In April, Google said it would allow unlimited meetings for all users on its Google Meet video chat platform until September 30th, and it looks like the company is sticking to that timetable. After the 30th of September, free versions of Meet will be limited to meetings of no more than 60 minutes.
“We do not have anything to communicate about improvements to the expiring promo and advanced features,” a Google spokesman said in an email Friday. “We will be sure to let you know if anything changes.”
Under the extension, anybody with a Google account will build free meetings with up to 100 participants and without a time limit.
Links to advanced functionality for G Suite and G Suite for Education customers is also going away on September 30th, including enabling meetings of up to 250 members, live streams of up to 100,000 people in a single domain, and the ability to store Google Drive meeting recordings. These features are typically only available to customers at G Suite’s “enterprise” stage, which costs $25 a month a consumer.

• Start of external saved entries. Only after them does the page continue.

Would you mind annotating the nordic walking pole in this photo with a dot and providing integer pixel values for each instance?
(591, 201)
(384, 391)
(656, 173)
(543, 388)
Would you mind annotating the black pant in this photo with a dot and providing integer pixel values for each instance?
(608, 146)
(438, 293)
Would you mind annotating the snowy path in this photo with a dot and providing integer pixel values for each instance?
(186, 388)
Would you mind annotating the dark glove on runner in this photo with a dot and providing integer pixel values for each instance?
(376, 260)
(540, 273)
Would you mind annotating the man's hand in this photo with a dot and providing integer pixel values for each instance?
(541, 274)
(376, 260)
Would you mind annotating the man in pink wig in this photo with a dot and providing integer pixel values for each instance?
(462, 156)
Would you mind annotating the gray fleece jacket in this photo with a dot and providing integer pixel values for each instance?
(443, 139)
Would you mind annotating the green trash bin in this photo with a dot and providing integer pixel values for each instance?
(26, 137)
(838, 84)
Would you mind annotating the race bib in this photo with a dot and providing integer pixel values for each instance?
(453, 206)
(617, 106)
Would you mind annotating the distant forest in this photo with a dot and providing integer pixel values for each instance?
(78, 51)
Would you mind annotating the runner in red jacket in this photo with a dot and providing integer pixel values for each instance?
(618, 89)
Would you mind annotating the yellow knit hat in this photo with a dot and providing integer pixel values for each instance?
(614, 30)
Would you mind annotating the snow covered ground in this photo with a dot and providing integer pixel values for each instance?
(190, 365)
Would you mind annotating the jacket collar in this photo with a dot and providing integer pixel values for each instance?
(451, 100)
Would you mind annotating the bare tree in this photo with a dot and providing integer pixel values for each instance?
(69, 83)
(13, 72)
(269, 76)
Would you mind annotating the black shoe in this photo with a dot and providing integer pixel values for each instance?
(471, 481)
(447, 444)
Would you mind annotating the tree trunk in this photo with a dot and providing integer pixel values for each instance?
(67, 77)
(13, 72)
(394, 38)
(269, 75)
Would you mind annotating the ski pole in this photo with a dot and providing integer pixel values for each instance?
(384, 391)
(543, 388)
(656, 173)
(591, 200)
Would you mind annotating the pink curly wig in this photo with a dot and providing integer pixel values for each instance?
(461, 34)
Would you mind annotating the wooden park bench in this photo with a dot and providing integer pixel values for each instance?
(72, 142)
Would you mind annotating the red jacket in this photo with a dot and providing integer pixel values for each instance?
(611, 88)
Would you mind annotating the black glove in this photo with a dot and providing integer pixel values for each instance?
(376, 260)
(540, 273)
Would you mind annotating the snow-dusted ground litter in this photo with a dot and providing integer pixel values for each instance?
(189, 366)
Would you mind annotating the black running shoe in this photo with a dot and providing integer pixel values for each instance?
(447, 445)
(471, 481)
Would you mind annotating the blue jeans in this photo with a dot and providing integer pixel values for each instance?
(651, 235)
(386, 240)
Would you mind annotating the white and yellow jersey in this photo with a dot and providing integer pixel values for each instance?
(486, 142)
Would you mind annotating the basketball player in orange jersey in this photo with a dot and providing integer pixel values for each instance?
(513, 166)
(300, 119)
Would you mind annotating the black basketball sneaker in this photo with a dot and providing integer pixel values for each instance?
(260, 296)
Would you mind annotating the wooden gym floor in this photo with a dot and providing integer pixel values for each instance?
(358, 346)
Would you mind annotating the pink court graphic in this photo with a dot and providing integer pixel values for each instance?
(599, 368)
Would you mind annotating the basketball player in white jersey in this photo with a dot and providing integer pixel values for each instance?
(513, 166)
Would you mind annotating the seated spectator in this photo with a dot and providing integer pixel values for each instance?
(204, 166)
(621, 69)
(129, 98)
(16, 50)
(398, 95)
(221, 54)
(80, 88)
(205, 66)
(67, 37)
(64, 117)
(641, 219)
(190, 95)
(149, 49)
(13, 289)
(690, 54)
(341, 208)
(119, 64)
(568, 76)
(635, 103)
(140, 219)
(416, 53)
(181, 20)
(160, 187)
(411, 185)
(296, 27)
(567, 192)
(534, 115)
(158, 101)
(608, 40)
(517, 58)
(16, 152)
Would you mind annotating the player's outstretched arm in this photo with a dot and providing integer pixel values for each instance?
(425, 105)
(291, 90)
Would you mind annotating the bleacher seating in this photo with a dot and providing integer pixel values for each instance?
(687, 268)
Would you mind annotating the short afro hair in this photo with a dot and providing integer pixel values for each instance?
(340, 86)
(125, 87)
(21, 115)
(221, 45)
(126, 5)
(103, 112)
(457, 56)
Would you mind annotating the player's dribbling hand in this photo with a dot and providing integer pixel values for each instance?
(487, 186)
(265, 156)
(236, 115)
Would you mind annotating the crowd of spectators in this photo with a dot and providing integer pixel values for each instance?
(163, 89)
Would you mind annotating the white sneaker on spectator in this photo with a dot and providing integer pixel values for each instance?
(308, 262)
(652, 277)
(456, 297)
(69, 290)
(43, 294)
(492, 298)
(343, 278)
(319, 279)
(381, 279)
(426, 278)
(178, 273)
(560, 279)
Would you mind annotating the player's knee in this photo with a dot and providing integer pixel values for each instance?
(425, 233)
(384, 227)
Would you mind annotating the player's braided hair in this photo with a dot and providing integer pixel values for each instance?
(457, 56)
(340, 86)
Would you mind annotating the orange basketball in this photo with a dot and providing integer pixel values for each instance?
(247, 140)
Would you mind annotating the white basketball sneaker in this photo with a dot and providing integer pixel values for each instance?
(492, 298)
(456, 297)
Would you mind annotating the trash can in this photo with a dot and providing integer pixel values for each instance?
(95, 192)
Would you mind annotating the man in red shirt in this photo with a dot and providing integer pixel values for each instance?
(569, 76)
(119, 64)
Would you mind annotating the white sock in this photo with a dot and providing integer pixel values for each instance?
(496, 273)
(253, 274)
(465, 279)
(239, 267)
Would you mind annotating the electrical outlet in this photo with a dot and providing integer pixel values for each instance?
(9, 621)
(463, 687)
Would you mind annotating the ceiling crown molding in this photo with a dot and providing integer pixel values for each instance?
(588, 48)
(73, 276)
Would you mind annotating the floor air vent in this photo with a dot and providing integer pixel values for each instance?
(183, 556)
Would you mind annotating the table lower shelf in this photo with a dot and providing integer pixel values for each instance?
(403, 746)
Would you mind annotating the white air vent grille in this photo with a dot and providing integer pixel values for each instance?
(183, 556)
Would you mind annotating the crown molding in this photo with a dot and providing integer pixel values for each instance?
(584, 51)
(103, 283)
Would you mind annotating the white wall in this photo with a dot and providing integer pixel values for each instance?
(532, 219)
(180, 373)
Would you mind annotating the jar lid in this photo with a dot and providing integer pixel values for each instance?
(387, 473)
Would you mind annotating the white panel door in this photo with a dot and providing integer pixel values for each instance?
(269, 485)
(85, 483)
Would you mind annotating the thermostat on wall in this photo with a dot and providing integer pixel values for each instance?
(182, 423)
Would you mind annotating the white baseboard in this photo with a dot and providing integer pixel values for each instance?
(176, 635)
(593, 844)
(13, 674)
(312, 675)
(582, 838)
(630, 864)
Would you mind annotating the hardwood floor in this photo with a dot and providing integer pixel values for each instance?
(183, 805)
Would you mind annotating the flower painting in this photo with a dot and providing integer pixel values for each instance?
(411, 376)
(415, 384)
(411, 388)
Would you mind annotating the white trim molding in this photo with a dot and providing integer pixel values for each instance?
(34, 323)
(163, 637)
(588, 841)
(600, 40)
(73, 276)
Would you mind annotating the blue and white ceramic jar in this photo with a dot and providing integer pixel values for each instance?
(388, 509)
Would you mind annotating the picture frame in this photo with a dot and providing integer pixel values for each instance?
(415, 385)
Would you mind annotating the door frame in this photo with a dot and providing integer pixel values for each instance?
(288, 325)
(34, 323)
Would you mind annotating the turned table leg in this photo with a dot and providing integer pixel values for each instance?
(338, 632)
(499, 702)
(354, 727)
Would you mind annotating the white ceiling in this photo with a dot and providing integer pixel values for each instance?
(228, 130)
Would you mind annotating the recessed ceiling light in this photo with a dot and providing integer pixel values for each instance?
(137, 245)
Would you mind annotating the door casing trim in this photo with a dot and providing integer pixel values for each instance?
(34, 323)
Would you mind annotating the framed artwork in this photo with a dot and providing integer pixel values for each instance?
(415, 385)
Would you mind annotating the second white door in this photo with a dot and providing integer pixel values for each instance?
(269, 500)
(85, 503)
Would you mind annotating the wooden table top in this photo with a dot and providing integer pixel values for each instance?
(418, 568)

During the coronavirus pandemic, Google Meet and other video conferencing sites were chasing the meteoric rise of Zoom, with Meet passing 100 million participants daily back in April.
The Meet on Gmail shortcut was also promoted by Google. There is now a dedicated section for any Gmail user to easily schedule a meeting. This was done to cope during the pandemic with the rising popularity of Zoom and other video conferencing platforms. In order to adapt to the new standard, more and more individuals had to opt for the remote working format and Google attempted to float better on the market with the free feature extension.
Meet calls pass through Google’s servers, allowing automated captioning, troubleshooting issues and compliance with legal requirements to share data with users. But the calls from the consumers won’t be stored. Businesses and schools will have special access to meetings and other ways to document.
Since March the app has become increasingly popular, as shown by AppBrain data. At the beginning of March it passed five million downloads, then rapidly passed 10 million days later and has now been downloaded more than 50 million times. The service used to be exclusively free for GSuite users before the company revealed that it would make it open to everyone at no cost.